Cela joue notamment un rôle auprès des nombreux électeurs qui ne savent pas pour qui voter ou s’ils vont voter. « C’est sur ces électeurs indéterminés que les campagnes électorales concentrent leurs efforts - et leurs dépenses - car ce sont ces voix qu’elles peuvent espérer faire basculer », ajoute-t-elle.
Meetings, communication, déplacements… Comme on vous l’a raconté dans les précédents épisodes de notre série, « mener une campagne électorale nécessite des moyens humains, logistiques et financiers importants », résume Bruno Cautrès, chercheur au CNRS et au Cevipof, "On ne peut pas dire que l’argent fait toute l'élection, mais évidemment il y contribue. »

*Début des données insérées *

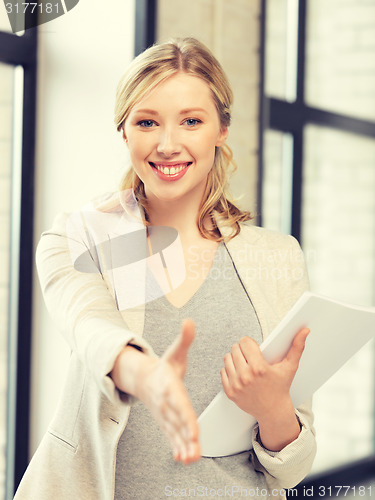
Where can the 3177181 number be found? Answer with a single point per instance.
(32, 7)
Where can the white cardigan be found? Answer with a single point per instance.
(76, 458)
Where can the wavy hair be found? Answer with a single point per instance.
(150, 68)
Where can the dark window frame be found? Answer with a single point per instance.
(292, 117)
(21, 51)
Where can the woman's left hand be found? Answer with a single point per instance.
(262, 389)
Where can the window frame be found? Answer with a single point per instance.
(292, 117)
(21, 51)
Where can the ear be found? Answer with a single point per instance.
(222, 137)
(123, 135)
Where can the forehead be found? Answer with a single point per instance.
(182, 90)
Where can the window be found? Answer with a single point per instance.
(317, 181)
(17, 129)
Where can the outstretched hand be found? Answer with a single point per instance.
(158, 383)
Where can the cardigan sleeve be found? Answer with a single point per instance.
(288, 467)
(83, 307)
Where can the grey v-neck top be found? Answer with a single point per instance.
(223, 313)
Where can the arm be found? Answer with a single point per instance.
(85, 311)
(158, 383)
(83, 308)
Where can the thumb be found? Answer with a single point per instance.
(177, 352)
(295, 352)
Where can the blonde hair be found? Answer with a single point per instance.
(150, 68)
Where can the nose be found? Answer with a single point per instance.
(169, 143)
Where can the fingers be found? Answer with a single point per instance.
(177, 353)
(295, 352)
(182, 432)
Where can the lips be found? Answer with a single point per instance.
(170, 171)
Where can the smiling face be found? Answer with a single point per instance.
(171, 135)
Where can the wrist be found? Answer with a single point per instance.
(280, 428)
(129, 370)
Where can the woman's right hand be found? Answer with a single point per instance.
(158, 383)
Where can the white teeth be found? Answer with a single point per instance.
(171, 170)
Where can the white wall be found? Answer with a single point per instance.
(79, 153)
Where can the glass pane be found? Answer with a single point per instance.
(6, 125)
(338, 236)
(340, 56)
(277, 181)
(281, 49)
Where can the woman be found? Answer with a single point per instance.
(164, 268)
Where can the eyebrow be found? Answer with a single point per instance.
(182, 112)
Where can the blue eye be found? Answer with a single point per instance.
(191, 122)
(146, 123)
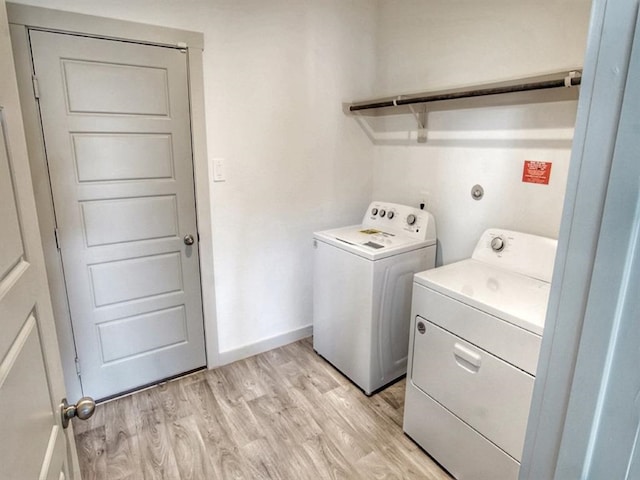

Lire aussi > Présidentielle 2022 : combien ça coûte un meeting ?
Le nerf de la guerre
Le problème, c’est que les candidats ont de plus en plus de mal à trouver cet argent. Exemple typique : contracter un prêt. C’est un passage presque obligé pour les aspirants à l’Élysée, à moins de s’appuyer sur une fortune personnelle. « La loi Confiance dans la vie politique de septembre 2017 a restreint considérablement les possibilités d’emprunt des candidats aux élections », reconnaît Jean-Philippe Vachia, président de la Commission nationale des comptes de campagne et des financements politiques. « Ils ne peuvent emprunter qu’auprès d’un parti politique ou d’une banque, mais uniquement si celle-ci a son siège dans un État de l’Union européenne ou de l’Espace économique européen. »
En parallèle, les banques sont devenues de plus en plus réticentes. « Beaucoup d’affaires ont défrayé la chronique. On a connu des crises car les banques prêtaient un peu n’importe comment », résume Jean-Raphaël Alventosa, médiateur du crédit aux candidats et aux partis politiques, dans les colonnes du Progrès. « L’argent ne coule plus à flot, y compris pour les politiques. »
Les banques demandent aujourd’hui des garanties solides. Cela passe par le nombre de voix que le candidat peut récolter. Elles regardent les sondages et exigent parfois que l’emprunteur obtienne aux alentours de 7 à 8 % des intentions de vote à plusieurs reprises. En d’autres termes, les banques veulent s’assurer que les candidats atteindront bien la barre des 5 % des votes lors du scrutin, condition sine qua none pour bénéficier du remboursement, par l’État, de 47,5 % de leurs dépenses de campagne.
Lire aussi > Quelles règles s’imposent aux candidats pour le financement des campagnes ?
À cela s’ajoute l’image des candidats, qui pèse toujours plus pour les emprunts : condamnations ou affaires rendent les crédits plus difficiles à obtenir. Et « il faut reconnaître qu’il y a une sorte de prisme idéologique. Les formations politiques qui sont en odeur de sainteté pour les banques ont plus de facilité à obtenir des prêts que d’autres », résume Bruno Daugeron, professeur de droit public à l’Université de Paris-Descartes.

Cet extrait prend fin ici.